Ratusan Pengungsi Kehilangan Pekerjaan dan Akses Pendidikan
Dalam kunjungannya, Yorrys mendapati bahwa para pengungsi yang mayoritas berasal dari Distrik Yugumuak, Oneri, Agandugume, dan Lambewi kini kehilangan mata pencaharian utama mereka. Mereka tidak lagi dapat bertani atau berkebun seperti sebelumnya, sementara anak-anak mereka terpaksa putus sekolah karena situasi keamanan yang tidak memungkinkan.
"Mereka kehilangan mata pencaharian, kesempatan untuk bertani dan berkebun, serta anak-anak mereka kesulitan untuk mengakses pendidikan yang layak akibat daerah tempat tinggal mereka yang sedang dilanda konflik," kata Yorrys dalam keterangan resminya, Selasa (4/8).
Trauma Keamanan dan Kesulitan Kembali ke Rumah
Yorrys menjelaskan bahwa para pengungsi saat ini menghadapi kesulitan besar untuk kembali ke tempat tinggal mereka karena situasi keamanan yang belum mereda. Selain itu, penambahan jumlah pasukan non-organik di lapangan justru menimbulkan trauma keamanan yang berkepanjangan bagi masyarakat sipil.
Pansus DPD RI berkomitmen untuk menghimpun fakta-fakta di lapangan sebagai bahan perumusan kinerja setelah masa reses. Dalam kunjungan tersebut, Yorrys juga menyerahkan bantuan berupa uang tunai dan paket sembako kepada para pengungsi di lokasi pengungsian.
Perlindungan Masyarakat Sipil sebagai Prioritas
Yorrys menegaskan bahwa Pansus tidak hanya melihat konflik dari aspek keamanan semata, tetapi juga menempatkan perlindungan masyarakat sipil, pemenuhan hak-hak dasar, serta pemulihan kehidupan sosial sebagai bagian integral dari penyelesaian konflik Papua.

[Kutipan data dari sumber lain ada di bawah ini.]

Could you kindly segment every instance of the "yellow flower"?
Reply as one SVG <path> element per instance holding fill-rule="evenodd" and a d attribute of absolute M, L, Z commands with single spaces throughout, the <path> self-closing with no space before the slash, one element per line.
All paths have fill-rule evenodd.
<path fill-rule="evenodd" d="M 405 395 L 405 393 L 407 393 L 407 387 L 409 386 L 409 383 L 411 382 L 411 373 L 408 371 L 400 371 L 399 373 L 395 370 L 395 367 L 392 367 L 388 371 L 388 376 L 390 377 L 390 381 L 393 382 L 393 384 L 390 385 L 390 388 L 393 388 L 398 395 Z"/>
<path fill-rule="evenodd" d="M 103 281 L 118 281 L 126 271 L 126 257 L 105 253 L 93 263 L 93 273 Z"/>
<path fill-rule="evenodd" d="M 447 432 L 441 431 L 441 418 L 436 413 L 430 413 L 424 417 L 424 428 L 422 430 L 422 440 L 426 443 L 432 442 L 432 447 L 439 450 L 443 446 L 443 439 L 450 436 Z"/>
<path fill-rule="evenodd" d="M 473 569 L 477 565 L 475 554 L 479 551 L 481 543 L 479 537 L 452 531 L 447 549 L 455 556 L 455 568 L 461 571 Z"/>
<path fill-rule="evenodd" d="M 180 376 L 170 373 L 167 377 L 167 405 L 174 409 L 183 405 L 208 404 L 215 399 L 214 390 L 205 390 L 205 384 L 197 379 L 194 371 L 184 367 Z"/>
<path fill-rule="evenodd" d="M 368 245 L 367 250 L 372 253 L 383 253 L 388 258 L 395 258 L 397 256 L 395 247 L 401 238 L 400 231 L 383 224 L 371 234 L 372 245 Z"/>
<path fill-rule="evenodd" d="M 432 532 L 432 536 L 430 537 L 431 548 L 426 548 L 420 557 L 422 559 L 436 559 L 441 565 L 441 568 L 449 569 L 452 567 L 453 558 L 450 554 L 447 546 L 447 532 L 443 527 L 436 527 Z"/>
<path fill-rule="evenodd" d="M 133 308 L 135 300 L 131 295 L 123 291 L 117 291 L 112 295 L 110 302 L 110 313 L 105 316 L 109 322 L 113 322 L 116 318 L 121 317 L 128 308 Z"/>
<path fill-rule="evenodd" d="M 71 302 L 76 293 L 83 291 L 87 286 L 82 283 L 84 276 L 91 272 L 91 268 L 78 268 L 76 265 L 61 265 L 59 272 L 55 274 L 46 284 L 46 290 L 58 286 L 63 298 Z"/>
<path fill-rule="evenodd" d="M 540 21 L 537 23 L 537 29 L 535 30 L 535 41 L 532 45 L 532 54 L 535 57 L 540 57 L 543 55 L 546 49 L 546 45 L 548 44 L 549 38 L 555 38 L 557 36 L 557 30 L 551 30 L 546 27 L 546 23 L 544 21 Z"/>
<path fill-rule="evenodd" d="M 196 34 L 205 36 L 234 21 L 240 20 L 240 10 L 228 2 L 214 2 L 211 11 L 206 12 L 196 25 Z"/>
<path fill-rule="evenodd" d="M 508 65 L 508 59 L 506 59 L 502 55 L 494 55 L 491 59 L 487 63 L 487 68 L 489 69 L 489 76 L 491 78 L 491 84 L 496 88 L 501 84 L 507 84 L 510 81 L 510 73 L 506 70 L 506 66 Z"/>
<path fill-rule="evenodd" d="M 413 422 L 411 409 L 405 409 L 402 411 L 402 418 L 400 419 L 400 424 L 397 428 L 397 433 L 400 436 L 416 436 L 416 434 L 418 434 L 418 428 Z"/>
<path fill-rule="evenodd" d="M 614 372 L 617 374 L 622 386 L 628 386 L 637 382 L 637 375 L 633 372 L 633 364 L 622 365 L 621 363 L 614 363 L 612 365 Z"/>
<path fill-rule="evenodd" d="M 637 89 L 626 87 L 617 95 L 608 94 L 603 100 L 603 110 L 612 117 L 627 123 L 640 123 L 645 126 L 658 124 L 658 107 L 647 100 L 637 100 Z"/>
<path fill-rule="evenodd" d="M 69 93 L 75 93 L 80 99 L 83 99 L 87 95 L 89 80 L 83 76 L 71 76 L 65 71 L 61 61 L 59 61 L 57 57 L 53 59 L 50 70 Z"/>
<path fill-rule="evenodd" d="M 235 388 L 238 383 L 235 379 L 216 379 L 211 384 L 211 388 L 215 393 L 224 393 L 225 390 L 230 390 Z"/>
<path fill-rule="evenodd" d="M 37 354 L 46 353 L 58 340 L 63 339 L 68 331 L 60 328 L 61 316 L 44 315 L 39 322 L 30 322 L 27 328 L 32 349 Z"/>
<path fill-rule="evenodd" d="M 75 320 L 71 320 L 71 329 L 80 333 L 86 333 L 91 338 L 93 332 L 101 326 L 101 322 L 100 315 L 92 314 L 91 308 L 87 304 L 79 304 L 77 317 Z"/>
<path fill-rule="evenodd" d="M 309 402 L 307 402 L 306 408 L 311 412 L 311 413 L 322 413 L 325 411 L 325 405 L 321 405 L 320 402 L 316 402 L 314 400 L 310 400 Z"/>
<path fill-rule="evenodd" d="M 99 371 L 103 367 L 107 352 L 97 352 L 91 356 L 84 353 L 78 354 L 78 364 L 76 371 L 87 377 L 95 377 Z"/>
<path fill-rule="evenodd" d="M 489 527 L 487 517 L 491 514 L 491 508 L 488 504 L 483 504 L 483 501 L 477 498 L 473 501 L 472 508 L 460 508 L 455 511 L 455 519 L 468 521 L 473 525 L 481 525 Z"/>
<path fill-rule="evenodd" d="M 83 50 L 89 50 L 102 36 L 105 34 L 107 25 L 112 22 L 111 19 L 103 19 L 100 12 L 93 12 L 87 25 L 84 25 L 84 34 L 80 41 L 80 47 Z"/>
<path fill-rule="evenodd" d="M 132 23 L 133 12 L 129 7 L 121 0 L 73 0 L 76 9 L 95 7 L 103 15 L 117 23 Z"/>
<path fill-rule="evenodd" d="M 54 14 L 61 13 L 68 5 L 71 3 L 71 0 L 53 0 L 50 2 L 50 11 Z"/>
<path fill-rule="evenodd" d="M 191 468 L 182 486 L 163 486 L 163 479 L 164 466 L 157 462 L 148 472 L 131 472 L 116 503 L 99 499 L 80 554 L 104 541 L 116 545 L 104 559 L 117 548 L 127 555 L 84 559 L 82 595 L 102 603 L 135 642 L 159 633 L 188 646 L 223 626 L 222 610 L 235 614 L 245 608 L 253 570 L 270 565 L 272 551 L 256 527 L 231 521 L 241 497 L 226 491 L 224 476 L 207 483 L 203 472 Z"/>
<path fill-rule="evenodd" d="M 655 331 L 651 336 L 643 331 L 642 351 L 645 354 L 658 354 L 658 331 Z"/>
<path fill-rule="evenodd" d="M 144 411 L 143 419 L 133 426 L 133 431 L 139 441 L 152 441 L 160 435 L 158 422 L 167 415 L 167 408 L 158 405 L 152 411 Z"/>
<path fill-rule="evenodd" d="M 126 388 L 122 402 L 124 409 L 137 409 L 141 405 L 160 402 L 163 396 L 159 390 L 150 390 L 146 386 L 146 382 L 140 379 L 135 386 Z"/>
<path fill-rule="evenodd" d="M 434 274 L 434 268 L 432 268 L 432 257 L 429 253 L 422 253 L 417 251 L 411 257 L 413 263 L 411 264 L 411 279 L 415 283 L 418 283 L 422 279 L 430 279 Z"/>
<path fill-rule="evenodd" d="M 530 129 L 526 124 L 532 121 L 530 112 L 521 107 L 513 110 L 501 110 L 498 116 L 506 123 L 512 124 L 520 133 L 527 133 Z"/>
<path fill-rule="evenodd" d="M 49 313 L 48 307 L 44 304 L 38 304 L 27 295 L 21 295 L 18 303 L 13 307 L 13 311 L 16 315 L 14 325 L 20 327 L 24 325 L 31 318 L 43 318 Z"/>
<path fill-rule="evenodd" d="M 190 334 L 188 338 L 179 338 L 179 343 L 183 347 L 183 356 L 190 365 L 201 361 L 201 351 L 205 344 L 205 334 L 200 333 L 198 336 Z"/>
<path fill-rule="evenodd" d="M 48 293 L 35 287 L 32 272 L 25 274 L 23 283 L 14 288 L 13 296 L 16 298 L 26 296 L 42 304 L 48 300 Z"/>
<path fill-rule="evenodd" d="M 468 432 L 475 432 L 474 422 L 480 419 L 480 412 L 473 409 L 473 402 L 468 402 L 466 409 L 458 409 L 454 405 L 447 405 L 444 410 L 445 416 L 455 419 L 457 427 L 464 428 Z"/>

"Kami tidak hanya melihat persoalan dari aspek keamanan, tetapi juga menempatkan perlindungan masyarakat sipil, pemenuhan hak-hak dasar, serta pemulihan kehidupan sosial sebagai bagian yang tidak terpisahkan dari penyelesaian konflik Papua," ujarnya.
Mendorong Rekomendasi untuk Akar Masalah
Menurut Yorrys, Pansus DPD RI akan terus mendorong rekomendasi yang mampu menjawab akar persoalan konflik di Papua. Ia menilai negara harus hadir memberikan perlindungan dan solusi nyata bagi masyarakat yang terdampak.
"Masyarakat membutuhkan kepastian untuk hidup dengan aman, memperoleh pendidikan, pelayanan kesehatan, serta kesempatan membangun kembali kehidupan mereka," tegas Yorrys.
Kunjungan ini merupakan bagian dari upaya Pansus dalam menindaklanjuti aspirasi para pengungsi yang terdampak konflik. DPD RI berharap rekomendasi yang dihasilkan nantinya dapat menjadi landasan kebijakan yang berpihak pada pemulihan kehidupan masyarakat Papua, khususnya di Kabupaten Puncak.